When Dick left her, it was to go home to his wife and tell her, and Mrs. Gellatly whom he found with her, that he did not understand what had come over May Gaston—May Quisanté, he corrected himself. Not understanding, he proved naturally quite unable to explain. Lady Richard was more equal to the occasion.

"That man's simply got hold of her," she said. "She'll think black's white if he says it is. Still she must see that he's treating you shamefully."

"She didn't seem to see it." moaned Dick mournfully. Then he laughed rather bitterly and added, "I tell you what, though. I think that old aunt of his has taken his measure pretty well."

The innate nobility which underlay Lady Richard's nature showed up splendidly at this moment; she sympathised heartily with Dick, and forbore to remind him of what she had said from the beginning, contenting herself with remarking that for her part she never had considered and did not now consider Mr. Quisanté even particularly clever.

"He's as clever as the deuce," said Dick. That conviction, at least, he need not surrender.

"I suppose," ventured Mrs. Gellatly, "that's how he convinces Lady May that he's always right."

Dick looked at her with a touch of covert contempt; clever people could convince the intellect, but there were instincts of honour, of loyalty, and of fidelity which no arguments should be able to blunt or to turn. Here was the thing which, vaguely felt, had so puzzled him in regard to May Quisanté; he had not doubted that she would see the thing as he had seen it—as Quisanté had professed himself unable to see it.
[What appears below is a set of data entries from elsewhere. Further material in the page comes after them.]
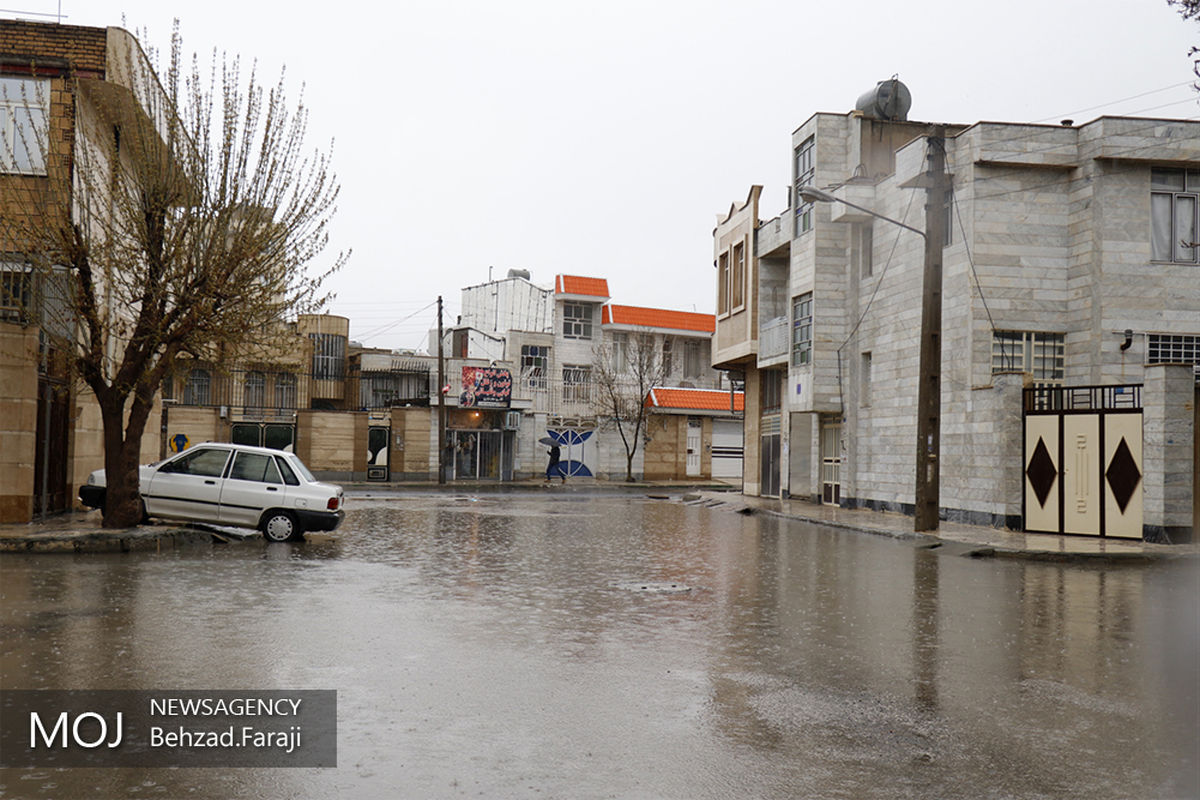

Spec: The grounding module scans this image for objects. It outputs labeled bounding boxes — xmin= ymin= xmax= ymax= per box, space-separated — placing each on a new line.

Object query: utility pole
xmin=438 ymin=295 xmax=446 ymax=483
xmin=913 ymin=125 xmax=947 ymax=531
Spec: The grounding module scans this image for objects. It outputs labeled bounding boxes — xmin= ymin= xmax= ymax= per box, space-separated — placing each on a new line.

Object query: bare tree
xmin=0 ymin=23 xmax=346 ymax=528
xmin=593 ymin=332 xmax=668 ymax=482
xmin=1166 ymin=0 xmax=1200 ymax=91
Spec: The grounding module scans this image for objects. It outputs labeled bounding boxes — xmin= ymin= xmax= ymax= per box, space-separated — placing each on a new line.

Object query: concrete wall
xmin=0 ymin=323 xmax=37 ymax=522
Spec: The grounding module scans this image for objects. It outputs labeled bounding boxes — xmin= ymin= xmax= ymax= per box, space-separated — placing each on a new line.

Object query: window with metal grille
xmin=184 ymin=369 xmax=212 ymax=405
xmin=563 ymin=302 xmax=592 ymax=339
xmin=563 ymin=363 xmax=592 ymax=403
xmin=792 ymin=291 xmax=812 ymax=367
xmin=1146 ymin=333 xmax=1200 ymax=380
xmin=991 ymin=331 xmax=1064 ymax=386
xmin=241 ymin=372 xmax=266 ymax=408
xmin=521 ymin=344 xmax=550 ymax=389
xmin=308 ymin=333 xmax=346 ymax=380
That evening Quisanté brought home to dinner the gentleman whom Dick Benyon called old Foster the maltster, and who had been Mayor of Henstead three several times. He was a tall, stout, white-haired old man with a shrewd kindly face, dressed all in broadcloth, showing an expanse of white shirt-front decorated with a big black stud and a very small black wisp of a tie. His conversation indicated now and then that he gave thought to the other world, always that he knew the ways of this. May liked him in spite of the rather ponderous deference he showed to her; with Quisanté, on the other hand, he was familiar, seeming to say that he could tell the younger man a thing or two; Quisanté's manner did nothing to contradict this implied assumption.

"What we want, sir," said Foster, "is to have you in the Government. Once you're there, you'll sit for Henstead till you die or go to the House of Lords. Nobody'll be able to touch you. But this time's critical, very critical. They'll have a strong candidate, and they'll do all they know to keep you out. It's not a time for offending anybody." He turned to May. "I hope your ladyship will let us see you very often in the town?" he said.
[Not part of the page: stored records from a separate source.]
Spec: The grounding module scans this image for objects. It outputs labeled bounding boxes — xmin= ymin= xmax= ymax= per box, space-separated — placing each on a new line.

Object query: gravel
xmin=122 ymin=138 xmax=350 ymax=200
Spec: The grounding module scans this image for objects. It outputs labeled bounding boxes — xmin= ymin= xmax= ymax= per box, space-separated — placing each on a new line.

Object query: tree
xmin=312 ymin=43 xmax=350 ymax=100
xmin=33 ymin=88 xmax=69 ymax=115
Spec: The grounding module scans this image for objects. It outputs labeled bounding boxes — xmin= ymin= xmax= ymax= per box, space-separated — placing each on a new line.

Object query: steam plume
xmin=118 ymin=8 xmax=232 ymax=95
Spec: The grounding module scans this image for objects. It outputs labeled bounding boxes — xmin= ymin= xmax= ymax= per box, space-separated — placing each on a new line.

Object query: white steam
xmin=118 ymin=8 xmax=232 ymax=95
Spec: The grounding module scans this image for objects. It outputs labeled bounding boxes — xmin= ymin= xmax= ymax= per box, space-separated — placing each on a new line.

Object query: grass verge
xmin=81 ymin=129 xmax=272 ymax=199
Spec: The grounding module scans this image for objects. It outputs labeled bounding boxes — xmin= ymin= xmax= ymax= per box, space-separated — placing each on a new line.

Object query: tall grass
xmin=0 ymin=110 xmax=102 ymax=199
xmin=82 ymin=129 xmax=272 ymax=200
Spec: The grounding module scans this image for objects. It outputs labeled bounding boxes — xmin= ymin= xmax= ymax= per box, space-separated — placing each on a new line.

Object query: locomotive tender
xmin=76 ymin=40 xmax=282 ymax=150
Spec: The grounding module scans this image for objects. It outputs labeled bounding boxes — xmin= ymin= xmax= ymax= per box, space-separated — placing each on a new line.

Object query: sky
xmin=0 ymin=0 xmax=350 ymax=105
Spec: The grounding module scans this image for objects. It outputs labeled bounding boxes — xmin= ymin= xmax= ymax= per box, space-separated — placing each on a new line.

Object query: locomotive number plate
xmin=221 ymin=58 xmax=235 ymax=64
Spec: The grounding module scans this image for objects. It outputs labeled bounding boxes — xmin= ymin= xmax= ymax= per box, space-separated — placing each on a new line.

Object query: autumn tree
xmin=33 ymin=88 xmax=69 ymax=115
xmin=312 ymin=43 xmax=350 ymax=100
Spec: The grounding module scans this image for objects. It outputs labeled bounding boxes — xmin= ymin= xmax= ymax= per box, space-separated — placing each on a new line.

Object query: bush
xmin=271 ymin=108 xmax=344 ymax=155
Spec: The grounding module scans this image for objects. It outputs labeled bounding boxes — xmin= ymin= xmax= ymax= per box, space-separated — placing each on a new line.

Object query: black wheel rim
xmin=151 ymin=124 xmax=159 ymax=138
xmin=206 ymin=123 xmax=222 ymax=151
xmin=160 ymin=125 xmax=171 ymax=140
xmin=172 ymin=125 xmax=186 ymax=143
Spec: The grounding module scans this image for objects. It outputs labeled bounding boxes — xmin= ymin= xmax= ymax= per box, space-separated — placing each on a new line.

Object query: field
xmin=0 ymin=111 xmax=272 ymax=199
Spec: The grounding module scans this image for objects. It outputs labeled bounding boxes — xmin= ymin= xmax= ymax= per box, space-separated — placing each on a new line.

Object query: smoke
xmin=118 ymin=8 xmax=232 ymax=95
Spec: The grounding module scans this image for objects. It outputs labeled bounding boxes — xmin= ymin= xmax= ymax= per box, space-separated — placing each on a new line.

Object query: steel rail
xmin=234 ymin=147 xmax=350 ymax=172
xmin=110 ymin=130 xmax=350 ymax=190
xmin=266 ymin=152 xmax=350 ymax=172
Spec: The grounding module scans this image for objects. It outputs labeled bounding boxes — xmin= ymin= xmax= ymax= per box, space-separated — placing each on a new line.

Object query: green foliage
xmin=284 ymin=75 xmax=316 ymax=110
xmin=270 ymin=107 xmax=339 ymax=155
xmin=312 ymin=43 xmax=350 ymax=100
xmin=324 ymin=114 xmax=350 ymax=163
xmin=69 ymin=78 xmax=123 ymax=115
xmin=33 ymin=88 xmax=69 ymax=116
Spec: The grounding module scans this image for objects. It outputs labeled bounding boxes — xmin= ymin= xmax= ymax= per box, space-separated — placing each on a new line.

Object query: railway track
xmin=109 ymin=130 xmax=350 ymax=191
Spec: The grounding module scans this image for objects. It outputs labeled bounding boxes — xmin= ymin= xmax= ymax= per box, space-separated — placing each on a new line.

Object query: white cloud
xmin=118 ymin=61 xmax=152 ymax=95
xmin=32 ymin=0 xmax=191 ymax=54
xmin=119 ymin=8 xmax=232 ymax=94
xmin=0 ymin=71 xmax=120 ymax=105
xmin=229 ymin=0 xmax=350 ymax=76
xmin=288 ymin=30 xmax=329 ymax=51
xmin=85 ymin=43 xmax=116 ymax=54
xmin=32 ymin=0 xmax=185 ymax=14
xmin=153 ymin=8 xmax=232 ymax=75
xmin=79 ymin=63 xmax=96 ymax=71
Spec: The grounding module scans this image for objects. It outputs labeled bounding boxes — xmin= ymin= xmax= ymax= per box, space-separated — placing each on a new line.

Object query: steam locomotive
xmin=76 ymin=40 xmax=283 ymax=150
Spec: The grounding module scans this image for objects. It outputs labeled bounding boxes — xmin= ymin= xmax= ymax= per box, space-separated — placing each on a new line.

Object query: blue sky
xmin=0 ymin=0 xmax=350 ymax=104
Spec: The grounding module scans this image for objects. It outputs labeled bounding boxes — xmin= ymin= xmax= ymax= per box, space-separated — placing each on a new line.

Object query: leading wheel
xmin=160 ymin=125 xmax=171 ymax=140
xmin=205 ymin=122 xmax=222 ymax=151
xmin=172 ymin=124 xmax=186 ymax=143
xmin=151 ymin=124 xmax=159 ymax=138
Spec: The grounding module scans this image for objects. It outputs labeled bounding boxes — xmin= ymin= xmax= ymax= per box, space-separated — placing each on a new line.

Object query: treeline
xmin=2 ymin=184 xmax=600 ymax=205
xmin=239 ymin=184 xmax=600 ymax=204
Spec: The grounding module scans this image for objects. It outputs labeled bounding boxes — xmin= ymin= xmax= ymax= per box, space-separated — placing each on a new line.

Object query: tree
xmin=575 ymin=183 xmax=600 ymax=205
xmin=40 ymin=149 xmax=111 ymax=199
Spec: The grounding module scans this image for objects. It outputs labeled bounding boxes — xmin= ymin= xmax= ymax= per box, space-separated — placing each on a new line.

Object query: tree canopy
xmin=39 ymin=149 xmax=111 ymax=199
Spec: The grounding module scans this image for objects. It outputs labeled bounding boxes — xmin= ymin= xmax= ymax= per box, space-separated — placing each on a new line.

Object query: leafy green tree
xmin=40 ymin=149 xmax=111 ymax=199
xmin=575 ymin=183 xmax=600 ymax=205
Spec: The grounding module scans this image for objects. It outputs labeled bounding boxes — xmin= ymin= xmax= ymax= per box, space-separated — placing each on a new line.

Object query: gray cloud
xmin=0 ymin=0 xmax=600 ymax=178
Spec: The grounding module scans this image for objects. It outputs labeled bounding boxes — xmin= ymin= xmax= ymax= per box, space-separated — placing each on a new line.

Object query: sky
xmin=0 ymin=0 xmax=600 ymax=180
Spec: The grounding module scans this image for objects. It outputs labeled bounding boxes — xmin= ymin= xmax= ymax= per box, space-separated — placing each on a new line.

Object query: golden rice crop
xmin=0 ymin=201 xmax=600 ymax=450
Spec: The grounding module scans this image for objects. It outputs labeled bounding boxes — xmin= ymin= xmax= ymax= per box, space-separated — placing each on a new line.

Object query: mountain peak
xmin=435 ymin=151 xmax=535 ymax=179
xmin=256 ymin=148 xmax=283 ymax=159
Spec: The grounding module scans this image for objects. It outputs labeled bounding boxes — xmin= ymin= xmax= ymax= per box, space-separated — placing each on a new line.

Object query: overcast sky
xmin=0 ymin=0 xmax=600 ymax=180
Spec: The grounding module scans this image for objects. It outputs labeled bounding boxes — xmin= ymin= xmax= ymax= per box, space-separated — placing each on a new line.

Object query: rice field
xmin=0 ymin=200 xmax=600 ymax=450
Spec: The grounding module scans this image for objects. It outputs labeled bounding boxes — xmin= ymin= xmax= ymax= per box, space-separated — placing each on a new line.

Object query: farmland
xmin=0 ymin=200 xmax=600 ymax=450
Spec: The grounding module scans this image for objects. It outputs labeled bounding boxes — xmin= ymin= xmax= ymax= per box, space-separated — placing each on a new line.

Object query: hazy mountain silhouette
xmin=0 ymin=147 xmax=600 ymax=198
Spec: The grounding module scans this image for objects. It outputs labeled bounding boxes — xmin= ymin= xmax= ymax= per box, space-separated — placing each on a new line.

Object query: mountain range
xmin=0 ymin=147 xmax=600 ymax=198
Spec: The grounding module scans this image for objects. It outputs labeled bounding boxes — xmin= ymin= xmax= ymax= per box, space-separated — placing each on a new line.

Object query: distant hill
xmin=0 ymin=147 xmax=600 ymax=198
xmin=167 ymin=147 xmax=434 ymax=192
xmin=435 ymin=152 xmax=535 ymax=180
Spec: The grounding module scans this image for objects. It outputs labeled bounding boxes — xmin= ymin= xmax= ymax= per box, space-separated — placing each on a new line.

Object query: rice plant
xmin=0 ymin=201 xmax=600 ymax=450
"When the election begins, I shall come down with my husband and stay all the time."

"That's right; you'll be worth a hundred votes." He threw himself back in his chair. "Under God," he said, "we ought to be safe. Your speech had an excellent effect; I sent it to Middleton, and Dunn, and Japhet Williams, and when I met 'em at the Council, they were all most pleasant about it. I think you've undone all the bad impression."

"I only said what I thought," observed Quisanté.

"Yes, yes, just so; oh, just so, of course." His tone was not in the least ironical, but a little hurried, as though, having put the thing in a way that might sound ambiguous, he hastened to prevent any possible misapprehension. May had looked for a twinkle in his eye, but his eye was guilty of no such frivolity.

"I had a letter from Mr. Japhet Williams the other day," said Quisanté. "He was annoyed at a vote I gave in Committee on the Truck Act. You know I voted against the Government once, in favour of what I thought fairer treatment of the men; not that any real hardship on the employer was involved."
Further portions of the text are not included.